Global Stocks Rebound, U.S. Inflation Expected to Moderate
Last Week Review
Global equities increased 2.7% last week led by gains in the U.S. Investors likely are focused on the Federal Reserve meeting in September, Europe’s high natural gas prices and China’s continued COVID-19 lockdowns. The two-year Treasury yield hit new 2022 highs on Friday, finishing the week up 0.17% to 3.56%. The 10-year yield rose 0.12% to 3.31%. Credit spreads fell last week with investment grade spreads down 0.04% to 1.31% and high yield spreads down 0.45% to 4.50%.
ECB Raises Rate 0.75%
The European Central Bank hiked its policy rate from zero to 0.75% last Thursday. The central bank communicated that it is likely to continue its tightening policy in future meetings. European area interest rates moved higher by 0.15% to 0.25% for the day, while equities saw modest gains and the euro was roughly flat versus the U.S. dollar. Rate hikes by the bank may end up proving to be front-loaded as rising growth headwinds could prevent the central bank from continuing to raise rates in 2023.
Expectations Solidify for 0.75% Fed Rate Hike
Meanwhile, investor expectations for a 0.75% Federal Reserve rate hike pushed higher last week, increasing to 91% from 56% over the week. In a public event last Thursday, Fed Chair Jerome Powell emphasized the central bank’s strong commitment to bringing inflation lower, while also opting not to push back against increasing market expectations for a 0.75% September Fed move.

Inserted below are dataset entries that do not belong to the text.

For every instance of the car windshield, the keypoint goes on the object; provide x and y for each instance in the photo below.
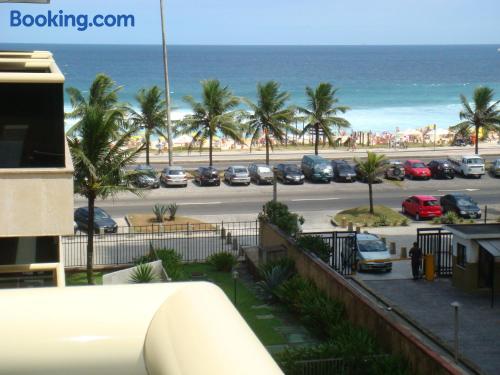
(291, 169)
(418, 165)
(371, 246)
(175, 172)
(100, 214)
(465, 202)
(431, 203)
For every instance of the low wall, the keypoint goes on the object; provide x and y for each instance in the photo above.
(391, 335)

Policymakers Address Europe’s Energy Crisis
Europe continues to face high natural gas prices, with current prices more than 10 times above 2019’s average levels. European leaders debated measures to buffer against high electricity prices, while new U.K. Prime Minister Liz Truss introduced a £150 billion economic support package that would cap energy bills for households for two years in addition to six months of help for businesses. Brent crude oil prices dropped below $90 last week, even after OPEC plus announced a 100,000 barrel-per-day production cut early last week.
Economic Data Mixed Across Continents
Last week’s economic data varied across the U.S. and China. Data in the U.S. was positive modestly, including lower initial jobless claims compared to recent weeks. China’s data was weaker, including trade data that fell short of expectations and prior levels as economic headwinds from COVID-19 lockdowns continue to be a key concern.
This Week’s Preview
Ukraine’s War and Europe’s Energy Crisis Remain Top News
Ukraine’s war is centered on the country’s offensive in the eastern and southern parts of the country. Russia’s relationship with Europe is likely to experience additional developments given tensions over the Nord Stream 1 pipeline shutdown. Russia’s President Vladimir Putin and China’s President Xi Jinping are meeting on Thursday and could shed some light. Europe policymakers will keep working to ease the burden of high energy prices for both businesses and consumers.
U.S. Inflation May Moderate
Inflation, based on Consumer Price Index data scheduled for Tuesday, is expected to decline while core inflation, which excludes more volatile energy and food prices, is expected to modestly increase. Consensus expectations call for 8.0% year-over-year inflation in August, versus 8.5% in July. However, surveys show that core inflation may increase to 6.1% in August from 5.9% in July. This will be the last major inflation data released prior to the Fed’s September 20–21 meeting.
Europe, China Release Growth and Inflation Data
Several economic indicators will be released this week for Europe (August inflation, business sentiment, industrial production) and China (retail sales, industrial production). The Bank of England meeting originally scheduled for this week has been delayed a week to observe the royal mourning period for the death of Queen Elizabeth II.